London is an exception, however, the PNAS study cautions. “As the economies of megacities continue to grow, the expectation under current trends is that their energy use will continue to increase rapidly.”

What’s New York City (and State) Doing?

New York City -the most populous city in the metro-area by far- frequently trumpets its sustainability achievements, such as heavy mass transit usage. Since 2007, the city has been guided by a multi-pronged “sustainability blueprint,” formerly known as PlaNYC, which the de Blasio administration has re-structured to include a focus on a social equity.

We’ve asked the City’s Director of Sustainability, Nilda Mesa, to comment on the PNAS study’s findings. In the meantime, it’s worth noting that some of the goals in the de Blasio administration’s OneNYC plan partially -but not fully- address New York City’s share of the metro-area’s tremendous use of water and energy, and generation of waste.

It’s also worth reiterating that well over half of the New York metro-area falls outside of the five boroughs. True environmental sustainability will require inter (with New Jersey, Connecticut and Pennsylvania) and intra (with Albany) planning.

New York State, for instance, is actively planning to overhaul how energy is produced and consumed here as part of its effort to reduce the state’s greenhouse gas emissions 80 percent by 2050, relative to 1990 levels. The State has been criticized, however, for never completing an overarching and comprehensive “Climate Action Plan,” which sustainability advocates say would make its efforts more effective.

Take a look at some of the de Blasio administration’s “Plan OneNYC” goals that are supposed to improve our energy and water usage, and waste output….

#1: New York City’s greenhouse gas emissions will be 80 percent lower by 2050 than in 2005.

This ties directly back to the city’s heavy energy usage. Nearly three quarters of New York City’s greenhouse gas emissions come from energy used to heat, cool, and power buildings. The de Blasio administration says that energy efficiency building retrofits must be “a central component of any plan to dramatically reduce emissions,” and has put forward a roadmap to accelerate those retrofits.

The administration has also announced that it is funding 24 solar installations in public schools, tripling the amount of solar currently planned for City-owned buildings. The City’s goal is to install 100 MW of new solar on City-owned buildings, and “catalyze” an additional 250 MW of solar power on private buildings.

#2: New York City will send zero waste to landfills by 2030.

How is this possible? For one thing, almost one-third of the city’s residential waste is organic and compostable. The de Blasio administration is seeking to expand curbside organics recycling throughout the five boroughs.

It is also expanding recycling options for a wide variety of household items that have traditionally gone to landfills.

#5: New York City will mitigate neighborhood flooding and offer high-quality water services.

The billion-dollar, multi-year repair work on the Delaware Aqueduct is the “central component” of the city’s Water for the Future program, which “aims to ensure clean, safe and reliable drinking water for future generations of New Yorkers.”

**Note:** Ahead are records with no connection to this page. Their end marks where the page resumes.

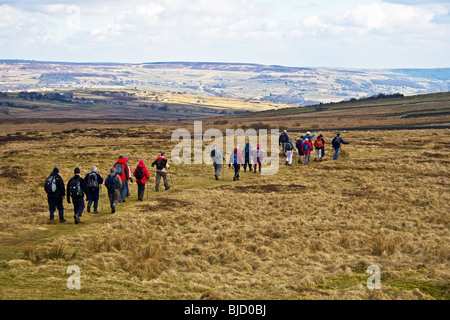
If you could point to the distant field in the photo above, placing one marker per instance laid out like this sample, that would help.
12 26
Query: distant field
119 105
273 84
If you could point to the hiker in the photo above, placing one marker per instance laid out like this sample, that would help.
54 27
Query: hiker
289 152
123 171
323 146
217 158
141 173
93 181
247 157
161 171
306 148
76 189
56 191
299 145
129 177
318 146
284 138
309 136
236 160
114 184
336 142
258 158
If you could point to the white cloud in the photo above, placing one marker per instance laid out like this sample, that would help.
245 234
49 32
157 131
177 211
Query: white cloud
223 30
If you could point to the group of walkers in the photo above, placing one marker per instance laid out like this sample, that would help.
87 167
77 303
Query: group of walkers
304 145
116 183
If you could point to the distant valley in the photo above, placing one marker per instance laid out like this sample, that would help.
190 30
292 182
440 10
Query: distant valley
249 82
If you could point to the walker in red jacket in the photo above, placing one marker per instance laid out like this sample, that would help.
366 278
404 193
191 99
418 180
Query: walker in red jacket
236 159
141 173
306 148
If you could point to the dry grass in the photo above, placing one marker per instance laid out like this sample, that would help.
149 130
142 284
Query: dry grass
309 232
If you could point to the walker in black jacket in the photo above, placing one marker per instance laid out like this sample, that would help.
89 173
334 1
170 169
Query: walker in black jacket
76 189
54 186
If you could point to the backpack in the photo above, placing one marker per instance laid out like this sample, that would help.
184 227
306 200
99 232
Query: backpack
140 173
92 181
119 168
305 146
288 146
111 183
159 165
318 144
50 184
335 142
75 188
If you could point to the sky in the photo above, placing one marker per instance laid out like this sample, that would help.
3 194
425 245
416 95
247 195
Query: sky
320 33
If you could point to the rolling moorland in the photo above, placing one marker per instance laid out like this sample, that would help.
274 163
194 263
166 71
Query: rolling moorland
308 232
254 82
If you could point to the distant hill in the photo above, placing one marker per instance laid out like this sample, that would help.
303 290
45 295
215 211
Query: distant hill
273 84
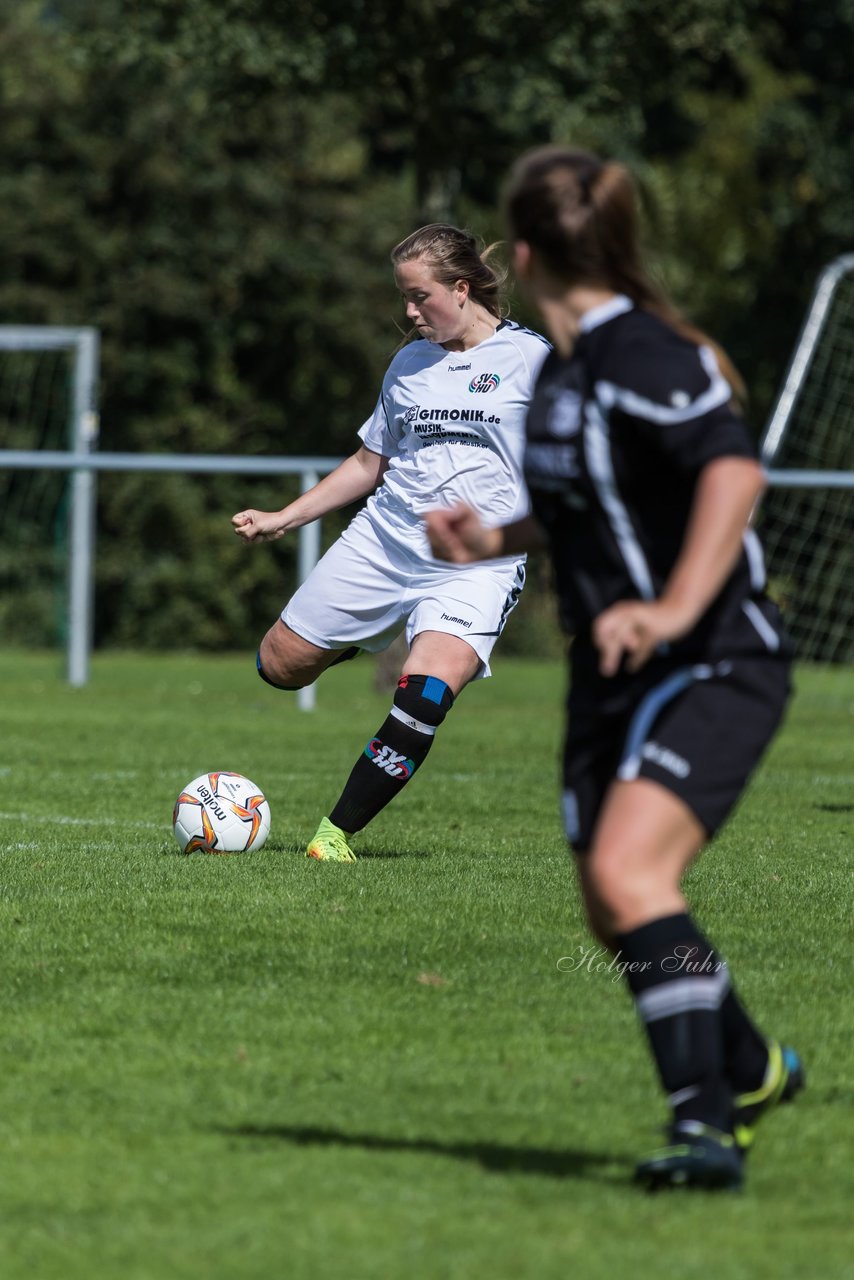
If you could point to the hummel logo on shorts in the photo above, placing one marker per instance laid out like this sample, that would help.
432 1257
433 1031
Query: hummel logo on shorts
396 764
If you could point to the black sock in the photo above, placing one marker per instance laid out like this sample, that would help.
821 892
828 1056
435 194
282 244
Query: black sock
392 757
679 984
745 1051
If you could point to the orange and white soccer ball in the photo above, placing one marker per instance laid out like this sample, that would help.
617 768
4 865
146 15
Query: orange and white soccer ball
220 813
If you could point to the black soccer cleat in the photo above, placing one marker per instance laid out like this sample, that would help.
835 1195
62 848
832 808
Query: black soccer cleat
784 1079
698 1156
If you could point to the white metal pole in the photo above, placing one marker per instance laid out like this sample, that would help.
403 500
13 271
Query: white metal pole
309 554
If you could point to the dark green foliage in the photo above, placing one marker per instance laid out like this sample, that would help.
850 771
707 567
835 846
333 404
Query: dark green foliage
217 184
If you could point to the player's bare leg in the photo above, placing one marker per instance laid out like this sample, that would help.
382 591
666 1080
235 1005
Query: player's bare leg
704 1043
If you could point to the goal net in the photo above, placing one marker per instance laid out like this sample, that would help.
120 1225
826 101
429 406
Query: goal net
807 520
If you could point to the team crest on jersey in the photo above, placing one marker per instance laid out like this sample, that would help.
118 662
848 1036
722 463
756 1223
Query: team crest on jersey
391 762
565 415
484 383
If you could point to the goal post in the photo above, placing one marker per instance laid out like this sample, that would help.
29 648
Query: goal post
807 520
80 432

Between now and the shutdown of the Delaware Aqueduct in 2021, the city’s Department of Environmental Protection will implement several initiatives to reduce water consumption in New York by as much as 50 million gallons a day.

Crowding in New York City.
Photo credit: Andrew F. Kazmierski  via fastcoexist.com
  • DLH

    Thanks for thoughtful follow-up to an important & troubling report. I can only speak to NYC’s production and handling of waste. We are way behind many U.S. cities in efforts to truly REDUCE waste – and to handle what is diverted & discarded sustainably. We need – incentives to help residents & businesses reduce the waste sent into the waste stream; strong, uniform management & regulation of ALL waste (residential, institutional & business); and we need to thoroughly re-think and expand waste reduction, diversion & transformation programs. The new OneNYC plan should provide an opportunity to start on this path – I hope the political will is there – so far do see little evidence of it. NYers need to recognize the impact of everything we discard on the health of our communities and the environment. Thanks again for more good reporting.